Ağlamaktan endişe duyardı her zaman. Dolan gözlerini kaçırırdı kimse anlamasın diye. Omuz hizasında kıvırcık kahverengi saçları vardı. Gözlükleri burnunda iz yapmıştı. Herkesin mavi mi yoksa yeşil mi diye tartıştığı gözleri vardı. Kısa boyluydu, hafif etine dolgun. Bedeniyle pek barışık değildi ama yine de sevmeyi öğrenmişti. Hep bir yolunu buluyordu kendini sevmek için. En çok kendiyle kavga ettiği, iç sesini duymamaya çalıştığı zamanlarda bile sarılırdı kendine.
İç sesiyle mücadele ettiği sıradan günlerden biriydi yine. İyisin, kötüsün, mutlusun, mutsuzsun, keyiflisin, değilsin… Güne başlamadan bir ruh hali belirlerdi önce. Sonra uçarcasına işine gitmeye çalışırdı. Geç kalmak, sevmediği bir şeydi.
Bugün: Kötü.
Kadıköy’de koşarak varmaya çalıştığı ofisinden 3 apartman önce bir şarkı duydu, en sevdiği sahaftan geliyordu. Bir anda içindeki tüm mutluluklar akmaya ve müzikle birleşmeye başladı. İşte bu duyduğu mutlaka onu anlatıyordu. Bunu besteleyen mutlaka onu tanıyan biriydi. Yazan mutlaka hayatını biliyordu. Bir an endişeyle etrafına bakmaya başladı. Aynı duyguları yaşayan ondan başka biri var mıydı? Sadece o olmamalıydı. Eğer sadece kendi yaşıyorsa bu duyguları, gerçekten onu tanıyan biri olmalıydı. Hayır hayır, nasıl olabilirdi ki? Etrafına dikkatlice bakmaya devam etti. İnsanlar sel gibi duygularını akıtıyordu. Kahkaha atanlardan, canı çok sıkılıp sadece telefonlarına bakanlar, çantasında su şişesini arayanlar, yaka kartını yere düşürenler, işe yetişenler, kahvaltıya çıkanlar… Herkes şarkıyla beraber duygularını sanki dışarı bırakmaya başlamıştı.
Bu şarkı özelinde mi duygularını görebilmeye başlamıştı İdil yoksa zaten o duyguları görebiliyor muydu? Garip, içlerinden akıp geçen farklı renkler görüyordu. Gözlerini ovuşturdu, kapayıp açtı. Hala oradaydı tüm renkler! İnsanların duyguları yoğunlaşmaktan sıvı hale geçmiş ve onların midelerini parçalayarak kurtulup, önce yere akıyordu. Tüm duyguların akarak birleştiği bir nokta haline gelecekti İdil. Onun bedenini aşıp, önce ağzından, bir anda midesinden, kulaklarından girip tek bir yerde buluşacaktı.

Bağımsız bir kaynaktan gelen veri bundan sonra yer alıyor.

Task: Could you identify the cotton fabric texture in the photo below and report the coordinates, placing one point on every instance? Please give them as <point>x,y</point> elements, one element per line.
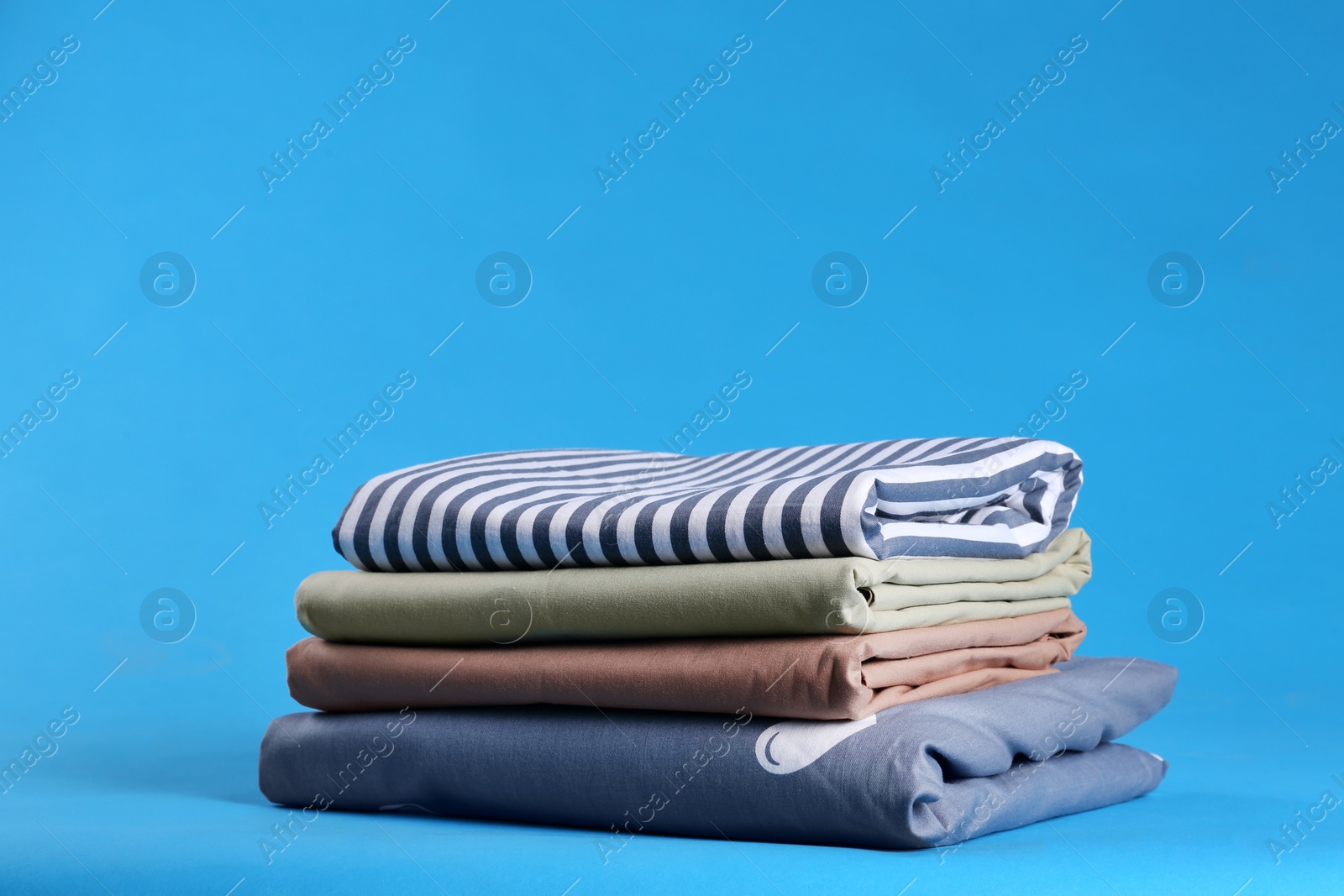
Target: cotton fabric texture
<point>832,595</point>
<point>1001,497</point>
<point>796,678</point>
<point>922,774</point>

Gözlerini sımsıkı kapadı! Kapan artık hayal gücüm, kapan! diye içine haykırdı önce. Sonra boğulacak gibi hissetti kendini. Gördüklerine inanamıyordu. Delirmiş olmalıyım, hastaneye gitmeliyim diye geçirdi içinden. Birden bacağında bir kaşıntı hissetti. 6 tane yavru kedi bacaklarının etrafına dolaşmış, kendisinden akan duyguların içinde dans eden bir gökkuşağını andırıyordu. Hayır, ben sadece çok stresliydim dün. Ofise gidip yüzümü yıkayınca geçecek bu diye düşünerek, aklından insanın tam da midesine dokunan o müziği çıkarmaya çalışarak koşmaya başladı.

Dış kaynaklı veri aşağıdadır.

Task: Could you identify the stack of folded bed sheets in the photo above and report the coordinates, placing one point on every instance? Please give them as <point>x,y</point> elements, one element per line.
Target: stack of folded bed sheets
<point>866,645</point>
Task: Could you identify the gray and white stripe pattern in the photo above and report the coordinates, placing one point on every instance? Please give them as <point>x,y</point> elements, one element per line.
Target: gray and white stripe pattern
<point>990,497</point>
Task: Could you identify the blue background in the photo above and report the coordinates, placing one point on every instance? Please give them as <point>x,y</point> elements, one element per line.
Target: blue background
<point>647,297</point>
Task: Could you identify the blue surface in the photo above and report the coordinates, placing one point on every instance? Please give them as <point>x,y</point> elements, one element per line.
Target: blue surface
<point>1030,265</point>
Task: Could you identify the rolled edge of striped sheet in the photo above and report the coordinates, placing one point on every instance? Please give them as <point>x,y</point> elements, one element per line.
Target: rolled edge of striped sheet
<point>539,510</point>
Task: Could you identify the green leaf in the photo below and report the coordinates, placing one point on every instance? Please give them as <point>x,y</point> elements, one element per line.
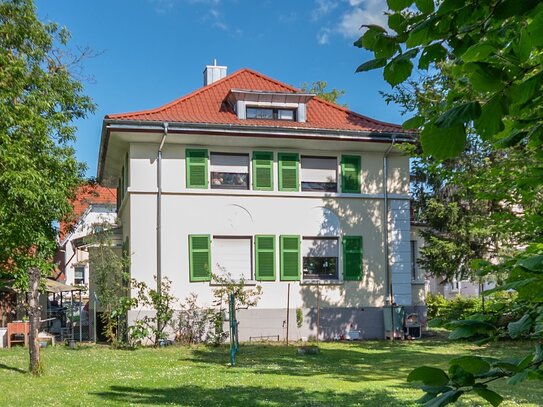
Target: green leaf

Ofise geldiği zaman bir anda nefesi kesilmişti. Düşünmeye başladı.
İnsanları hep tanımak istemişti, hep içlerindekini görmek, herkesin kendine özel cehverini bulmasına şahit olmak. Ama hayır, bu kadarını istemiyordu, bu kadarı çok fazlaydı. Her detaya hakim olmak, anlık duygu değişim dalgalarını renklerle algılamak. Hayır, hayır bu kötü bir şaka olmalıydı. Biri dün akşam içkisine ilaç atmış olmalıydı, yüzünü yıkadığı zaman geçecekti.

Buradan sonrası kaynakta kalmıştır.